If the reasons involve quantum flux, the early evolution of our ancestors on the savannah (including hominid girls’ affinity for pink for evolutionary psychology reasons), and such, it’s science fiction. It’s appealing to the authority of science. Never mind whether it’s doing it well or badly – this is not a test for good versus bad writing. A work couched in an attitude of underlying science, the scientific method, and such, is sf.
On the other hand, if the reasons involve the soul of history, the legacy of dragons, and the workings of angels, you’ve got fantasy in hand. The authority for what’s being explained is magical and/or mystical.

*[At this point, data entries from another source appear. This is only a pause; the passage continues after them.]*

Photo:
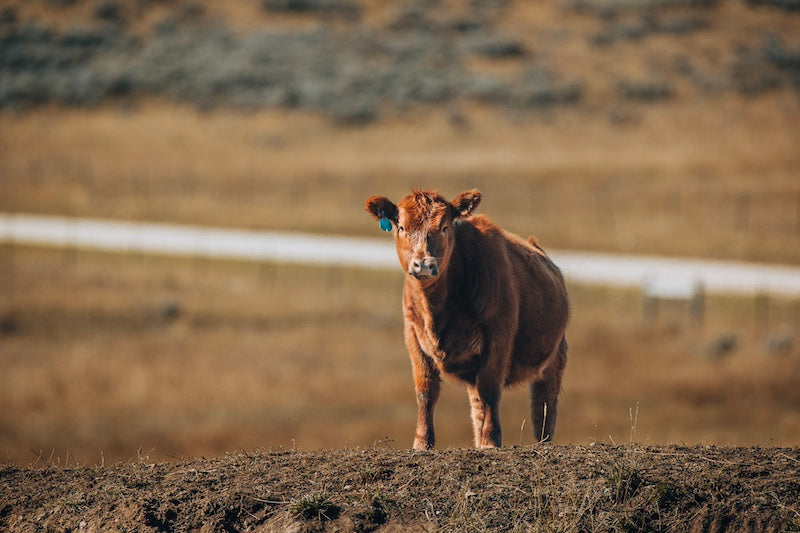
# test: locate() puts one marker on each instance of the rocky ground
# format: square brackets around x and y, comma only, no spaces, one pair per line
[544,488]
[340,58]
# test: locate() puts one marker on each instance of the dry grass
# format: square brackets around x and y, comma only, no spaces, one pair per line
[671,185]
[96,359]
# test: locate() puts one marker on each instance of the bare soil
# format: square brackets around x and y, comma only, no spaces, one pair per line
[542,488]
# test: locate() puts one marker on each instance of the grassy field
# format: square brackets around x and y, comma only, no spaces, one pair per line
[118,355]
[671,185]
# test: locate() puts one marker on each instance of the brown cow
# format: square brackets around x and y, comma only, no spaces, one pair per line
[480,305]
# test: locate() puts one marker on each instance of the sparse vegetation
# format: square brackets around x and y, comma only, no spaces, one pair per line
[539,488]
[665,126]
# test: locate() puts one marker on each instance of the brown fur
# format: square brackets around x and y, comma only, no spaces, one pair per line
[480,305]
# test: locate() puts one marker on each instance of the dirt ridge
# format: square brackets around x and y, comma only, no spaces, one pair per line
[544,488]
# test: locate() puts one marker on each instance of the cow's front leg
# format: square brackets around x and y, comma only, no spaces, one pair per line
[484,399]
[427,383]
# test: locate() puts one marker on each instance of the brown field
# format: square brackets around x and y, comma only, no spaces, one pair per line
[129,362]
[118,355]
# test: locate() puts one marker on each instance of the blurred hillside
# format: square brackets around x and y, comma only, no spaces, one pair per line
[357,61]
[653,126]
[658,126]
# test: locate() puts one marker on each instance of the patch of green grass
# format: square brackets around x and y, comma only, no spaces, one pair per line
[624,481]
[314,505]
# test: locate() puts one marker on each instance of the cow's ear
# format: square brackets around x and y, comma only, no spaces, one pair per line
[381,208]
[466,202]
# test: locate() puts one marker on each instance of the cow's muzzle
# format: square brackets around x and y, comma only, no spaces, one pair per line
[427,267]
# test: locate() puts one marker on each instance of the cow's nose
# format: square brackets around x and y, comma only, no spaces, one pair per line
[426,267]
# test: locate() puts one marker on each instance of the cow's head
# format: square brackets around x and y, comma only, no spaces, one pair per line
[424,225]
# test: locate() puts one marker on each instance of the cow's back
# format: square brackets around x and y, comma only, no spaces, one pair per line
[543,307]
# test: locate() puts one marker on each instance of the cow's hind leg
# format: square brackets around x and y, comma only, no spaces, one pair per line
[544,396]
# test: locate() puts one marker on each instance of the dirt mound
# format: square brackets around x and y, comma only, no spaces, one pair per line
[570,488]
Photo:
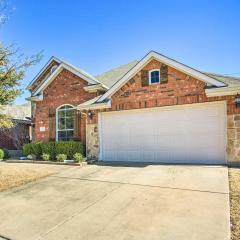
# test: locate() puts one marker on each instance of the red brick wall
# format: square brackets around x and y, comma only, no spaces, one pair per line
[14,138]
[180,89]
[66,88]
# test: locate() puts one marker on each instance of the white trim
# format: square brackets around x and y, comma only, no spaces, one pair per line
[150,77]
[167,108]
[56,123]
[57,71]
[42,70]
[35,98]
[100,157]
[95,87]
[224,91]
[168,61]
[95,106]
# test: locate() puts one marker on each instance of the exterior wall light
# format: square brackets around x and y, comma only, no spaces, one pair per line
[237,100]
[90,114]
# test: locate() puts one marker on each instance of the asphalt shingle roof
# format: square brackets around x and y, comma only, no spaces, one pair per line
[110,77]
[18,112]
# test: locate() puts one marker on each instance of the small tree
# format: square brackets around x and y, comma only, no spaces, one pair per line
[13,66]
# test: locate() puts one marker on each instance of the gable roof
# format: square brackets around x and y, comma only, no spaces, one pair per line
[62,65]
[17,112]
[110,77]
[168,61]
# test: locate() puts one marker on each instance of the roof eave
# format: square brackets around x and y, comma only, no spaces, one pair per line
[168,61]
[223,91]
[42,70]
[95,106]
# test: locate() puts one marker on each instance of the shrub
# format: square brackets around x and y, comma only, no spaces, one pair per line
[69,148]
[31,157]
[1,154]
[45,156]
[27,149]
[6,153]
[49,148]
[78,157]
[61,157]
[36,149]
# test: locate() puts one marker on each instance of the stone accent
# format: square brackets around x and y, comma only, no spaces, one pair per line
[233,137]
[92,141]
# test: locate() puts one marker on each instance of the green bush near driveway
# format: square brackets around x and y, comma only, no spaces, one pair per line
[78,157]
[61,157]
[49,148]
[69,148]
[46,157]
[27,149]
[1,154]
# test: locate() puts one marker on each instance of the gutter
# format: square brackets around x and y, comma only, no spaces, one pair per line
[222,91]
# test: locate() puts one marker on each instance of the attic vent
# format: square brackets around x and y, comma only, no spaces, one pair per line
[53,68]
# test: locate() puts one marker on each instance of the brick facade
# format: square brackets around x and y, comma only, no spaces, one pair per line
[66,88]
[180,89]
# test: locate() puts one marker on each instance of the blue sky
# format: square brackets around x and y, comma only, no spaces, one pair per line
[99,35]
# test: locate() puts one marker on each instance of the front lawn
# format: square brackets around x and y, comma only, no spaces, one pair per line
[234,183]
[16,174]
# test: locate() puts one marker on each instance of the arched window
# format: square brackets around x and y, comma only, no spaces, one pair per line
[154,76]
[65,123]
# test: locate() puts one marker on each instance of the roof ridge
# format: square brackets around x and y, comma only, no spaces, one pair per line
[115,68]
[221,75]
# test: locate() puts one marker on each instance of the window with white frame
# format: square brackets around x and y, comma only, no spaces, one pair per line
[65,123]
[154,76]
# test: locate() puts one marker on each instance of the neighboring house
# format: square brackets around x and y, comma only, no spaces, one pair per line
[14,138]
[152,110]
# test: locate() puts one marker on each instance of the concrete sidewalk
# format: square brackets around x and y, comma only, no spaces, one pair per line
[121,202]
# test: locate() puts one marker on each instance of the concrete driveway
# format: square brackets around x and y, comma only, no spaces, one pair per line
[120,202]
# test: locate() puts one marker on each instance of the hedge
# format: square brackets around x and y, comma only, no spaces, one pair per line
[1,154]
[54,148]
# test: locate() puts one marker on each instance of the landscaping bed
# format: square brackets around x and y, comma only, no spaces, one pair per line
[234,184]
[13,175]
[46,162]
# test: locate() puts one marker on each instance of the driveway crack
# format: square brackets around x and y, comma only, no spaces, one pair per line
[75,214]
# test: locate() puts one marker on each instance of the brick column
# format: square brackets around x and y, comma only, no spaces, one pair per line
[233,138]
[92,141]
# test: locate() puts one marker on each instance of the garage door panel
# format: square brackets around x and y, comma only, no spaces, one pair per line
[194,134]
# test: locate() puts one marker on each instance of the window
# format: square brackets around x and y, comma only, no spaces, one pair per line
[154,76]
[65,123]
[53,68]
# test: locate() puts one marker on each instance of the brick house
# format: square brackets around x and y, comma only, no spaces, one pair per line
[152,110]
[14,138]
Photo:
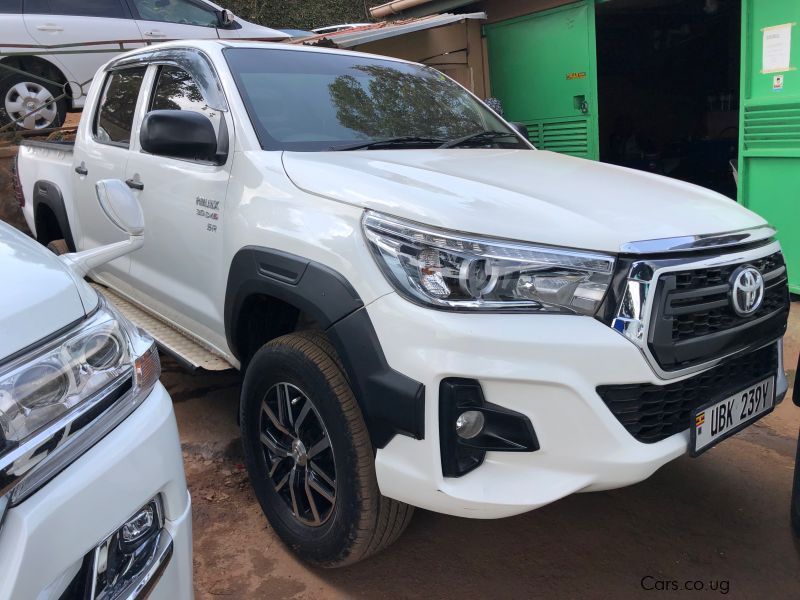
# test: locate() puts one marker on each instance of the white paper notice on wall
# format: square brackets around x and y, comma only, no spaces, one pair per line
[777,55]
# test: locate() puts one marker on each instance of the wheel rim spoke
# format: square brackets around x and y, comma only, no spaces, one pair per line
[22,90]
[289,422]
[311,503]
[275,421]
[321,474]
[321,445]
[302,416]
[322,490]
[282,482]
[292,484]
[274,447]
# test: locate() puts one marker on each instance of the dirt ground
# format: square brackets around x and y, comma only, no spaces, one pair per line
[720,520]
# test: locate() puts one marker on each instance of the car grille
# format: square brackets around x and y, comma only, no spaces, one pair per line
[693,321]
[651,413]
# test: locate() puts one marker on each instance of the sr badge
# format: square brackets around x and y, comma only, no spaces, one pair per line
[747,290]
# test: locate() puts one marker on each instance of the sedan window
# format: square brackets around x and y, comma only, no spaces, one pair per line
[182,12]
[110,9]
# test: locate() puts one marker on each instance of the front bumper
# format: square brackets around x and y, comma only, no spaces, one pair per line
[43,540]
[546,367]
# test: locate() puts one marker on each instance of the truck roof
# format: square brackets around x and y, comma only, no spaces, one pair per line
[214,46]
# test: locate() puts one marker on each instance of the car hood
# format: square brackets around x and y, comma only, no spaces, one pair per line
[40,294]
[527,195]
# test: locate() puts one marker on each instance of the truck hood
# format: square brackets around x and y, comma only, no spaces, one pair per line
[527,195]
[40,295]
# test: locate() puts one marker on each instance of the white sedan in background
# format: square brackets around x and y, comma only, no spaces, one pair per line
[93,498]
[39,80]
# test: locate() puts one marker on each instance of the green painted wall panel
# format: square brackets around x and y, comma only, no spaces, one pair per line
[543,67]
[769,145]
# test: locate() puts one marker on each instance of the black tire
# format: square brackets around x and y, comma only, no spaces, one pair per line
[360,521]
[59,107]
[58,247]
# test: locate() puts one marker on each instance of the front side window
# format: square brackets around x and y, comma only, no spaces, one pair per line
[114,120]
[10,7]
[182,12]
[176,90]
[311,101]
[110,9]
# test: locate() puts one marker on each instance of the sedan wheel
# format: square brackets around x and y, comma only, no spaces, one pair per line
[23,98]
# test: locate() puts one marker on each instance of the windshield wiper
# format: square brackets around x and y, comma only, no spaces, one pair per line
[401,140]
[481,136]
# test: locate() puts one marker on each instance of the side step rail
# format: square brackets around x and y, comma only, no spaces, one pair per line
[170,341]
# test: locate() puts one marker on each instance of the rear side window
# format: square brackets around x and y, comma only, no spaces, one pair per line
[183,12]
[176,90]
[111,9]
[10,7]
[114,119]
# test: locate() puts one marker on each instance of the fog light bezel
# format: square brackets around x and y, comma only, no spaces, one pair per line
[504,430]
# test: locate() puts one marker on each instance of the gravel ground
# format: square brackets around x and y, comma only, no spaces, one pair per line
[721,520]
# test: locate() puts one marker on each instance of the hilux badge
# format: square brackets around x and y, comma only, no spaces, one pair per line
[747,290]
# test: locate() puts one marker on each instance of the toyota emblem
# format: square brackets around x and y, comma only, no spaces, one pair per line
[747,290]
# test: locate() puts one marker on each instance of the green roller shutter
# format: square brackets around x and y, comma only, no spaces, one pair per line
[543,68]
[769,146]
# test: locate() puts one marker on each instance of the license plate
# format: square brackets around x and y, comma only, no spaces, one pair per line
[722,418]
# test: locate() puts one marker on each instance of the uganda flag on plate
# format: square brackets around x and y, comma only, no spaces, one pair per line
[699,420]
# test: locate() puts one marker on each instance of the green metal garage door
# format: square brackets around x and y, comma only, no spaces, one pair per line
[543,69]
[769,165]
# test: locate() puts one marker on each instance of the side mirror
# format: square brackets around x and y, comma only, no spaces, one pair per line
[521,129]
[225,18]
[123,210]
[179,134]
[121,206]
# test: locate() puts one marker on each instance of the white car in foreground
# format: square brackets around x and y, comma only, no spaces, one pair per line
[93,499]
[428,311]
[82,35]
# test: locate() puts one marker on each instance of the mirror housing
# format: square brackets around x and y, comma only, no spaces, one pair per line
[225,18]
[124,211]
[521,129]
[179,134]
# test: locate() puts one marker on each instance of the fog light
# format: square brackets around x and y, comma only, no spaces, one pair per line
[139,525]
[469,424]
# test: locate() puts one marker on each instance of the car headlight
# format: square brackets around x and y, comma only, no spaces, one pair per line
[52,397]
[450,270]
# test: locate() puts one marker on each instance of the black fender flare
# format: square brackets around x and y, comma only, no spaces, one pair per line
[391,402]
[47,193]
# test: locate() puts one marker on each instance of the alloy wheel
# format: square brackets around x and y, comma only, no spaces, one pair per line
[298,454]
[23,98]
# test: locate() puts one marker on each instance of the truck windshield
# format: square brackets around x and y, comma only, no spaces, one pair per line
[313,101]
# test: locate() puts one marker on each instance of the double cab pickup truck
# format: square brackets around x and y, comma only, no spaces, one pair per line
[427,310]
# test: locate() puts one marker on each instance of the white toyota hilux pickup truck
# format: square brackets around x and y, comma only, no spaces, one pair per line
[93,499]
[427,310]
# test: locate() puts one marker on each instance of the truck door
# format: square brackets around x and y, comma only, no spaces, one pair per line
[179,273]
[769,132]
[543,70]
[101,152]
[57,22]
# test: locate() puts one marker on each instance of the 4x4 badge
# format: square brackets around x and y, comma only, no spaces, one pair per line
[747,290]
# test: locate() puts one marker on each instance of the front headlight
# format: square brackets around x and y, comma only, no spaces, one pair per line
[53,396]
[449,270]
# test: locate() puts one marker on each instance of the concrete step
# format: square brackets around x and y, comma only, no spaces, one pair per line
[169,339]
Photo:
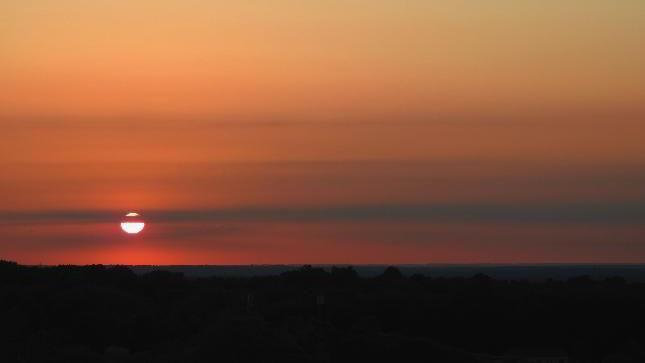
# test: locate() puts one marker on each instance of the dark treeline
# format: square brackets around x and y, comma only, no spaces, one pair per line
[109,314]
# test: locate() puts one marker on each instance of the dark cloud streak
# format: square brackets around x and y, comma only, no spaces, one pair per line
[610,213]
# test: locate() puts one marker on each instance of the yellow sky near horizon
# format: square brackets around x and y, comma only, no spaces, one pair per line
[383,131]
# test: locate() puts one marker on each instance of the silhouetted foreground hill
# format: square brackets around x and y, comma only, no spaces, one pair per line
[110,314]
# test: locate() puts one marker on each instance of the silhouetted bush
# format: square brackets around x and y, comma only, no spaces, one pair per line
[109,314]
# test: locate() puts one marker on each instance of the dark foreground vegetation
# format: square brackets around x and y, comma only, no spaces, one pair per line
[109,314]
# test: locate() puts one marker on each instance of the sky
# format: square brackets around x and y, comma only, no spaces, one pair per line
[258,132]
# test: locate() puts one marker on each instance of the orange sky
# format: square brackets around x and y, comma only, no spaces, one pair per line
[182,108]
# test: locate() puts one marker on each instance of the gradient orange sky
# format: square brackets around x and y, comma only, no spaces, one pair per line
[322,132]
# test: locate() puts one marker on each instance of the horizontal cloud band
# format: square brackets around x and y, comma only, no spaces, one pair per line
[571,213]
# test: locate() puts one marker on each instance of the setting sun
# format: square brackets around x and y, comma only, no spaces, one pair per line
[132,224]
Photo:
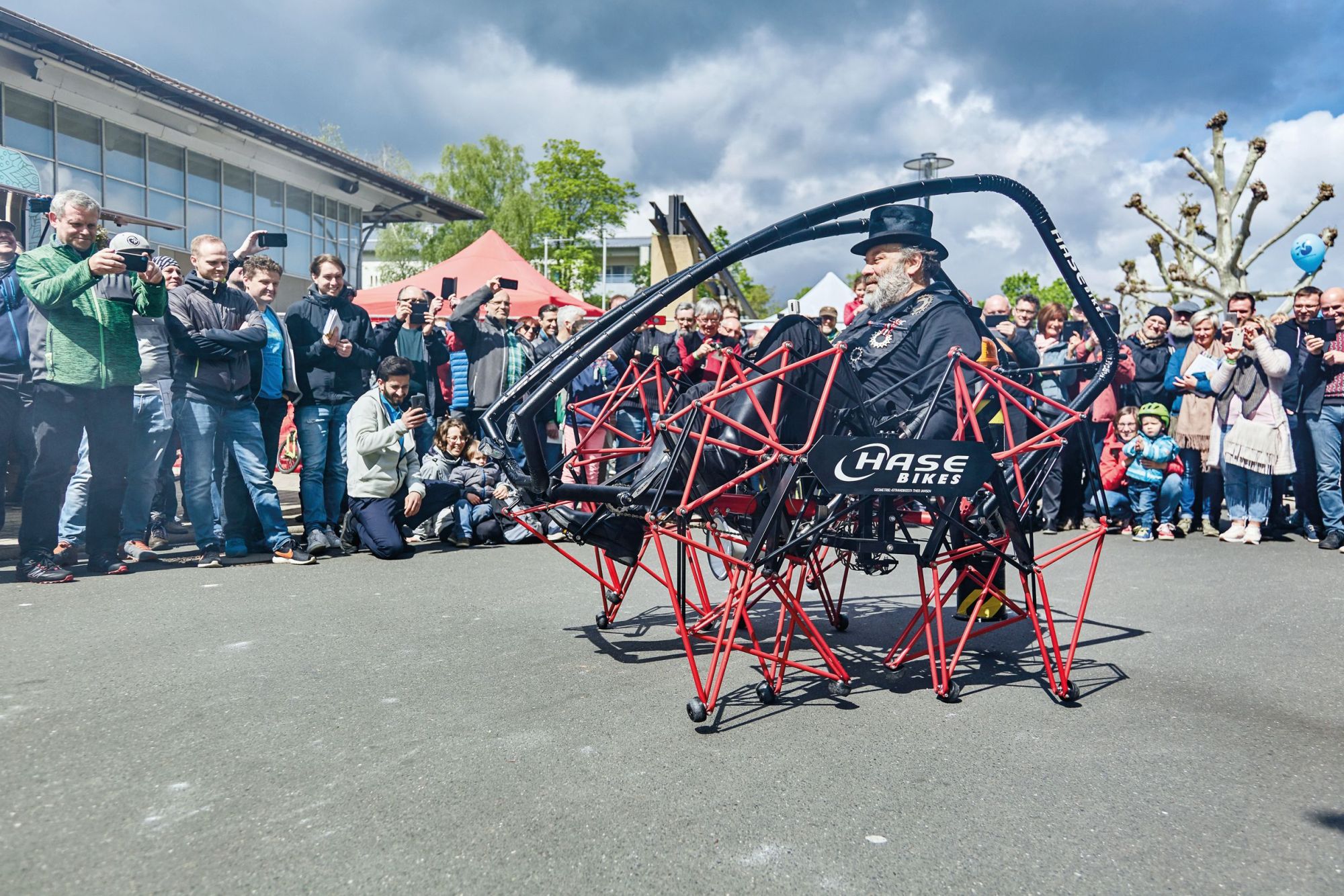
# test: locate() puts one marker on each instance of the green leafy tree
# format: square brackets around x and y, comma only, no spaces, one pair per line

Interesting stuff happens at the margins. You can have high-tech milieus still anchored in magic, like Melissa Scott’s alchemical starships in Five-Twelfths of Heaven and Walter Jon Williams’ Metropolitan. You can also have work that appeals sometimes to the authority of science and sometimes to other authorities, like the original Star Wars, which had both hydrospanners, computers, and parsec and energy fields and such.
Groucho48
@RSA:
I agree, that his later books were kind of bizarre about women. And, yes, the romance in Door into Summer was definitely creepy. But, I was thinking more of his early stuff, especially his juveniles. Tunnel in the Sky, for instance. The main guy’s sister was an elite soldier. The first person he hooked up with on the planet they had ported to for their school survival project was a female, though the main guy was too much of a doofus to realize it until much later. Tunnel came out in 1955. Try to think of another novel from 1955 with female characters like that. Hazel Meade-Stone, from The Rolling Stones and Moon is a Harsh Mistress. The female operative in We Also Walk Dogs. Podkayne, the heroine of Podkayne of Mars is a bit of a mixed bag. She is determined to become a space pilot even though the odds are against her because of her sex and social class. On the other hand, as I recall, she is written to be a bit too naively girly to count as a strong female character. On the gripping hand, this came out in 1963. Were there any commercial air line pilots back then? A couple years later, in Starship Troopers, most of the spaceship pilots were women because of their better reflexes and good math skills.
lou
I’m late chiming in on this but John Updike wrote an essay in 1980 arguing the LeGuin was one of the greatest writers in America, not just one of the greatest scifi writers and that she shouldn’t be relegated to a categorization.
I’m glad others are coming to that conclusion, though sadly, apparently not scifi readers.
And something LeGuin did too is looked at the population of earth and realize that most people aren’t white and therefore in the distant future, presumably many of our envoys and leaders won’t be white by default.